After a damning report on the human cost of crunch culture at Bethesda Game Studios and ZeniMax by Kotaku, Xbox Game Studios head Matt Booty reportedly went on the defensive at an all-hands meeting at Xbox. Booty said he was confident Bethesda wasn’t encouraging crunch culture anymore, and that it’s unfair to single out Bethesda for a cultural problem in the wider games industry.
Kotaku reports that Booty was responding to employee concerns and asked to address the track record of crunch at Bethesda and ZeniMax during the troubled development and launch of Fallout 76, which allegedly included mandatory overtime and a peer pressure culture that valorized working yourself to the bone.

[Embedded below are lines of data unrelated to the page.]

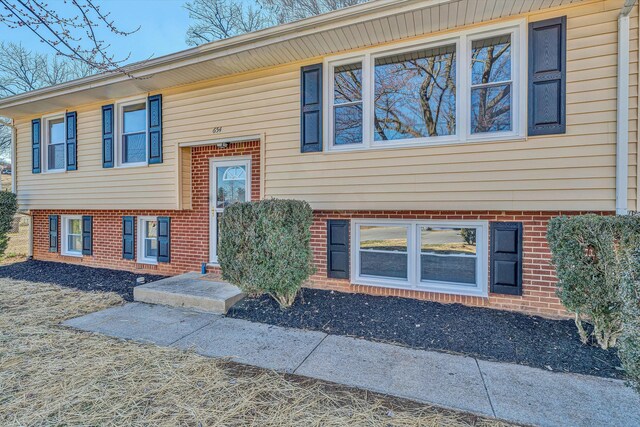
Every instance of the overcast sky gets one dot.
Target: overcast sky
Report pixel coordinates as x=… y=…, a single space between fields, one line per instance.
x=163 y=25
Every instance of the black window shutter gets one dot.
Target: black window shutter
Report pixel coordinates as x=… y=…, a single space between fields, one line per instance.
x=72 y=141
x=128 y=237
x=164 y=239
x=53 y=233
x=154 y=104
x=87 y=235
x=547 y=76
x=107 y=136
x=338 y=249
x=311 y=109
x=36 y=154
x=506 y=258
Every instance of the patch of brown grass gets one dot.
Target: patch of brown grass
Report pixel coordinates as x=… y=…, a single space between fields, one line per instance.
x=51 y=375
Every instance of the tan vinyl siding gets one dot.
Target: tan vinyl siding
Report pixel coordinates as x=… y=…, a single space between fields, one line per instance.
x=575 y=171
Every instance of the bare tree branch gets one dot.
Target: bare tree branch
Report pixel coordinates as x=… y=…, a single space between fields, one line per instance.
x=71 y=32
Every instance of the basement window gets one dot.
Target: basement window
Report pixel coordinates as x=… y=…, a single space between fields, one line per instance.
x=437 y=256
x=148 y=240
x=72 y=235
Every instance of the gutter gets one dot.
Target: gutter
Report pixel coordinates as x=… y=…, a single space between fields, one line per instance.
x=622 y=116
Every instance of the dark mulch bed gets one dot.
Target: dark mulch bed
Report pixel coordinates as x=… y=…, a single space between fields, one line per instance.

“Crunch culture is…if you go back 10 years ago, it’s a little unfair to put that on one studio,” said Booty. “It was just part of the industry. I don’t say that to justify it, I’m just saying it was part of the culture of the industry. I literally slept under my desk early in my career. And we looked at that like a badge of honor.”
Booty stressed that crunch is supposed to be a thing of the past, but admitted that it could still be going on without his knowledge. He asked employees to trust in Xbox’s internal reporting processes for anonymous reporting and checks and balances.
While Booty is speaking from experience on crunch culture and not trying to justify things, it comes across as passing the buck. These stories of endemic crunch in the studio aren’t in the distant past, they’re from only four years ago, short enough to still be recent institutional memory. It seems cavalier to dismiss crunch as simply something that happened back in old Bethesda, and not under new, Microsoft-owned Bethesda. IMO, Booty’s words minimize the responsibility Xbox and Microsoft might have in taking an honest look at its in-house studios and their ability to fix things.
But there’s also unresolved business around the allegations of a hellishly sexist work environment in upcoming acquisition Activision Blizzard, where anti-union corporate shitheel Bobby Kotick appears secure on his throne, while Xbox’s Phil Spencer promises to recognize any union formed. The Kotaku report also notes complaints in other Xbox acquisitions such as Undead Labs where a “hands-off” approach by Xbox and MS has “allowed dysfunction to fester” even under new ownership.
If Xbox wants to really be about better working culture for its developers and employees, it can’t just sweep away the embarrassments and sins of its acquisitions, it has to acknowledge and make it a point to fix them.